Aanleiding en achtergrond:
Veenslib als probleem
Sinds de vervening in de 17de eeuw vindt vorming van veenslib plaats, dit is eigen aan een veengebied zoals de Loosdrechtse Plassen. Jaarlijks is er een aanwas van 15.000 tot 20.000 kubieke meter. Dit leidt tot verondieping en verslechtering van de waterkwaliteit en doorzicht.
Naar schatting is er nu in totaal 2,5 miljoen m3 slib op de bodem en zwevend in de waterkolom (in 1e t/m 5e Plas). Een deel van het slib hoopt zich door wind en stroming op in luwe gedeelten van de plas o.a. aan de Veendijk in de 1e plas. Verder bevindt de ophoging zich veelal aan de westzijde van de plassen (2e en 3e Plas). Het hoopt zich ook op in jachthavens en sloten doordat het slib in het stilstaande water bezinkt.
Gevolgen voor recreatie: In de 1e Plas is de grootste concentratie van ondernemers aan de plassen en levert het veenslib acuut hinder op voor de recreatievaart en de aanwonenden, met name aan de Veendijk en de hoek Veendijk – Oud Loosdrechtsedijk.
Gevolgen voor behalen doelen waterkwaliteit en natuur: Met name het zweefslib (door golfslag opgewerveld slib) verhindert het bereiken van de doelen uit de Kaderrichtlijn Water (KRW) en Natura 2000.
Potentiële oplossing, toepassing als bouwstof
Problemen met verval legakkers: Nieuwe slibaanwas in de plassen is het gevolg van o.a. bladafval en het afkalven van oevers. Dit speelt met name bij legakkers. Vanuit cultuurhistorisch, ecologisch en recreatief opzicht, de identiteit en het historisch karakter van het gebied, vraagt een aantal legakkers in de Loosdrechtse Plassen dringend om herstel. Eerder toegepaste herstelmethoden met damwanden zijn duur (ong. € 300-400,- per meter) en roepen in de huidige vorm vragen op met betrekking tot de natuurwaarde, duurzaamheid en hoge kosten bij vervanging. Wellicht biedt veenslib perspectief als grondstof voor de aanleg van natuuroevers die legakkers beschermen tegen erosie, als basis waar riet op kan groeien die tegelijk nieuwe habitat voor vogels /fauna creëert.
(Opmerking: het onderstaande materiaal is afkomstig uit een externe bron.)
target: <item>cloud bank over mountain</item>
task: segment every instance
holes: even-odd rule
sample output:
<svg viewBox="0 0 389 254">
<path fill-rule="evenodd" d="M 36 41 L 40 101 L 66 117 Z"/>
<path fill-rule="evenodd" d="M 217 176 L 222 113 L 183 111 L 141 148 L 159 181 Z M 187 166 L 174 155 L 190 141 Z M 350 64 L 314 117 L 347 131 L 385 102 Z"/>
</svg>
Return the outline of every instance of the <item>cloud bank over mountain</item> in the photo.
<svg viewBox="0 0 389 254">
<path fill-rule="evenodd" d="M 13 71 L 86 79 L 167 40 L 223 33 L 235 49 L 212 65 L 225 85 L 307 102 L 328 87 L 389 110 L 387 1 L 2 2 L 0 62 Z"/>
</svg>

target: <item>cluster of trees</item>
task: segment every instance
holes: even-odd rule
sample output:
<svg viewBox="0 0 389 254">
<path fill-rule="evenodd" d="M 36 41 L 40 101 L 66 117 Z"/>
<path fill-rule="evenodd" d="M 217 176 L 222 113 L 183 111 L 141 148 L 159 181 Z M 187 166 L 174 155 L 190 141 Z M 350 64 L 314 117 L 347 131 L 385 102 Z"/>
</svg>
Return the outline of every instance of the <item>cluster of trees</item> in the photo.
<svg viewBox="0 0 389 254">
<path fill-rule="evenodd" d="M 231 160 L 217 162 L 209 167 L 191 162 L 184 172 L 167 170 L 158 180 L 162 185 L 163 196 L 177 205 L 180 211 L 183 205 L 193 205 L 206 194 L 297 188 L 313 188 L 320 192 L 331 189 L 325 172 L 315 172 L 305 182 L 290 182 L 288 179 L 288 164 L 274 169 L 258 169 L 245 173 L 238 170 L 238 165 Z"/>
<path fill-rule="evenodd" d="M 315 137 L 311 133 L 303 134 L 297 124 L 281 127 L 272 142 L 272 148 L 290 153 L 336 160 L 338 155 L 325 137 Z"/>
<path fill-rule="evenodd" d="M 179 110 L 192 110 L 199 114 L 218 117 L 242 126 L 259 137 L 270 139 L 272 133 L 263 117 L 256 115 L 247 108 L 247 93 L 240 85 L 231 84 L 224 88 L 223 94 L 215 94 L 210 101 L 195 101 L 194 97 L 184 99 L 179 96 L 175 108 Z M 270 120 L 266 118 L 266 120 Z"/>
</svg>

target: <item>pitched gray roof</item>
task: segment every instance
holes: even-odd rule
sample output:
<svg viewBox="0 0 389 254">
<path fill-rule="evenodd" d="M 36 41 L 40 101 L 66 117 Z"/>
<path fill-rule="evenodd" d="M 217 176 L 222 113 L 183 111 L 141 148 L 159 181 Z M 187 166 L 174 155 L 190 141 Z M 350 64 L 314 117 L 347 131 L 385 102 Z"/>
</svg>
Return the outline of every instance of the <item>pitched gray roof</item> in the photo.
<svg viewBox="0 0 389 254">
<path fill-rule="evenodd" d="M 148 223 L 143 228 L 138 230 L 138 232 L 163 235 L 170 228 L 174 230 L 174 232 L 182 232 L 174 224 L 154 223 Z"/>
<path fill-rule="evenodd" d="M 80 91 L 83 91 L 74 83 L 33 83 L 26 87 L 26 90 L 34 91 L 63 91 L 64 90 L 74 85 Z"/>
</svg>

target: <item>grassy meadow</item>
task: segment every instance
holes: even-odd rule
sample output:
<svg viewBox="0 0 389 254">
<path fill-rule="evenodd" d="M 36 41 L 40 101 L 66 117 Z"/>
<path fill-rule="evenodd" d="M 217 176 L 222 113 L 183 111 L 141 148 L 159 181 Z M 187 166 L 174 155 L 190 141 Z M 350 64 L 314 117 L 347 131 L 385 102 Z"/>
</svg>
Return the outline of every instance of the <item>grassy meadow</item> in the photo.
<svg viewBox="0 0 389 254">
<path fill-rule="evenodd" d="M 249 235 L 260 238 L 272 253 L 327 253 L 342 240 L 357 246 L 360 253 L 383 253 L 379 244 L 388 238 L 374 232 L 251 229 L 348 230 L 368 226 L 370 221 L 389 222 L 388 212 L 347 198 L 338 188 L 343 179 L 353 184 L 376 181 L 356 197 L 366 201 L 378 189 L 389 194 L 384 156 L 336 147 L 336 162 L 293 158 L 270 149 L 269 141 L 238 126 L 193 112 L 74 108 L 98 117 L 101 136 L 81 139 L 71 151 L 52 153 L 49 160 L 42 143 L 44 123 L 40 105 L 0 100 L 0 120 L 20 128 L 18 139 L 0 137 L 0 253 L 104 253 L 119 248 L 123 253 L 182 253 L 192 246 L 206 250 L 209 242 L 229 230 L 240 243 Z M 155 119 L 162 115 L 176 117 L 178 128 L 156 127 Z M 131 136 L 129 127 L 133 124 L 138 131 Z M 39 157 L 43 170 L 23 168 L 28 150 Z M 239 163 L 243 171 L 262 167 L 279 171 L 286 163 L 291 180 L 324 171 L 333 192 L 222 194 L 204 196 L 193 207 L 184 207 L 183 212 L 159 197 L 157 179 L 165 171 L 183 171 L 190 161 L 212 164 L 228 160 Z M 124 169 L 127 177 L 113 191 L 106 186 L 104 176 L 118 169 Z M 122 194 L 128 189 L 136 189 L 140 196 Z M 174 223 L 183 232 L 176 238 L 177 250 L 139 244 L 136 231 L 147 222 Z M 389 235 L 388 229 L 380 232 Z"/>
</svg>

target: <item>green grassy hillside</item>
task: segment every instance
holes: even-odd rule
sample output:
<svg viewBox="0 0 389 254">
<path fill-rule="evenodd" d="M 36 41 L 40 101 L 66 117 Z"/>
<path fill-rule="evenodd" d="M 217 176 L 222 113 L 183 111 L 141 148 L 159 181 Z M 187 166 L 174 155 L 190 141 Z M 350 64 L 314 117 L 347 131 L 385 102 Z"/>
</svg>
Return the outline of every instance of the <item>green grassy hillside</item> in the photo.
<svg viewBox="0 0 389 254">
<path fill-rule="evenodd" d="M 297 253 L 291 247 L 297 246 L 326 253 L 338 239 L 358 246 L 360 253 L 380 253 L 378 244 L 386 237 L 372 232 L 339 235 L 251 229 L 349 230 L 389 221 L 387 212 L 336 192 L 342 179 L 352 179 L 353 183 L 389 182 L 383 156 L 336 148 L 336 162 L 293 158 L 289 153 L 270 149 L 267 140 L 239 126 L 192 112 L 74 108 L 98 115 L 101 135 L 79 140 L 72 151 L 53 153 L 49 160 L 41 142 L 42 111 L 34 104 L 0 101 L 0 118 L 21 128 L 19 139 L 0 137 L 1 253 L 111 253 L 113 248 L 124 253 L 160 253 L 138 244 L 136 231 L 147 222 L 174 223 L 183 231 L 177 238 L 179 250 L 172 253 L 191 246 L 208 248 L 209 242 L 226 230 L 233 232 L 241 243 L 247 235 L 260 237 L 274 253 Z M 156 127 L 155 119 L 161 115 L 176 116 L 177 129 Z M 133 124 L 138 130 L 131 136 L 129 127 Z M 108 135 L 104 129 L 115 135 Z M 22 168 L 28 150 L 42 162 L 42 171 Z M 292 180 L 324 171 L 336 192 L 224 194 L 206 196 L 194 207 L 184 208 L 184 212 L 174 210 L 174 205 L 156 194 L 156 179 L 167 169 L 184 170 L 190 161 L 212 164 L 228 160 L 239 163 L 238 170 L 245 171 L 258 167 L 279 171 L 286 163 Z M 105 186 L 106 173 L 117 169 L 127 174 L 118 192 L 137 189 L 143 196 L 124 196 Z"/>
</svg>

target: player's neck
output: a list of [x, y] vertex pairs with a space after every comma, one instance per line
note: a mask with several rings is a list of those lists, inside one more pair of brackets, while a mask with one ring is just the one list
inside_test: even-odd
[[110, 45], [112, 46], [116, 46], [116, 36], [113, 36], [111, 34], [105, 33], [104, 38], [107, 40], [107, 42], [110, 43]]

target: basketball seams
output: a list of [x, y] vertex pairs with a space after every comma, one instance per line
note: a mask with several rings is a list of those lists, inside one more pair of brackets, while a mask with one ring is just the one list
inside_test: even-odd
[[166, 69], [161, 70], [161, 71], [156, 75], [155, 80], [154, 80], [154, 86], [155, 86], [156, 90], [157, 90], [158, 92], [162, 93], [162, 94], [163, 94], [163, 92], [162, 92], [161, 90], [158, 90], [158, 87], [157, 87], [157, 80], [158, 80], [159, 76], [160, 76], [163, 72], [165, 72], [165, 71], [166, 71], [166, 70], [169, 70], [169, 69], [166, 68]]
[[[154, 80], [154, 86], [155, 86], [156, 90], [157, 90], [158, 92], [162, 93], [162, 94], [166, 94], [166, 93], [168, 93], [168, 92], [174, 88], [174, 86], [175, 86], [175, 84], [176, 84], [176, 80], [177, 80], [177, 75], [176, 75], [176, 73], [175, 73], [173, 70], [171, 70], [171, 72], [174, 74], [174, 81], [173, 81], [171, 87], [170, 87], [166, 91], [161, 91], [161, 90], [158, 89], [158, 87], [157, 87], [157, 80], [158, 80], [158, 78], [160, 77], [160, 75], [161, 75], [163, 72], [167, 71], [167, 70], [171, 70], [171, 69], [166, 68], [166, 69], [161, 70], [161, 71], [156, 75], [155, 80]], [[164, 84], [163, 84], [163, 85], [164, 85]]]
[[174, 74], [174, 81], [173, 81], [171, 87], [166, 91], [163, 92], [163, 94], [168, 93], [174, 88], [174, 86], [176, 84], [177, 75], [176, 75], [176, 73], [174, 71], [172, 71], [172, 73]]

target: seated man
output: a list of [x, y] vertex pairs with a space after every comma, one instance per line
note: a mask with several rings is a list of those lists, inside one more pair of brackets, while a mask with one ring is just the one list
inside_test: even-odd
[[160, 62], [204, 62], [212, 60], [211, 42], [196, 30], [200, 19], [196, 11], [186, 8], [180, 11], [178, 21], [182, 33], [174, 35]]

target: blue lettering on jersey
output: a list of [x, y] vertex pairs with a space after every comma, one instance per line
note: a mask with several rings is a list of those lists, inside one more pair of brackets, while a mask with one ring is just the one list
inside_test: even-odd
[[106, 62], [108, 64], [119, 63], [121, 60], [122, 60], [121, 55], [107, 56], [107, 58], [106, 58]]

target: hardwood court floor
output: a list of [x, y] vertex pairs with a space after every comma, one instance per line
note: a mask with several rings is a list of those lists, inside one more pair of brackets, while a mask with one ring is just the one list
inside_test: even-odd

Stand van zaken pilotproject
Vorig jaar is, als onderdeel van het Masterplan Oostelijke Vechtplassen, een projectvoorstel ‘quick-win veenslib’ opgesteld. Dit pilotproject vormt een eerste concrete stap voor de aanpak van de baggerproblematiek en voor het verbeteren van de waterkwaliteit in de Vechtplassen. Door een pilotproject te starten kan worden bereikt dat reeds in 2016 feitelijk wordt gestart met het aanpakken van de veenslib problematiek in de Eerste Loosdrechtse Plas. Met deze nog beperkte proef wordt bezien hoe het veenslib kan worden weggehaald en welke verschillende verwerkingsmethoden van veenslib kunnen worden toegepast bij herstel van legakkers en aanleg van natuuroevers. Dit draagt bij aan de bescherming en herstel van het cultuurlandschap en aan het bereiken van de water en natuuropgaven (o.a. Kaderrichtlijn Water en N2000).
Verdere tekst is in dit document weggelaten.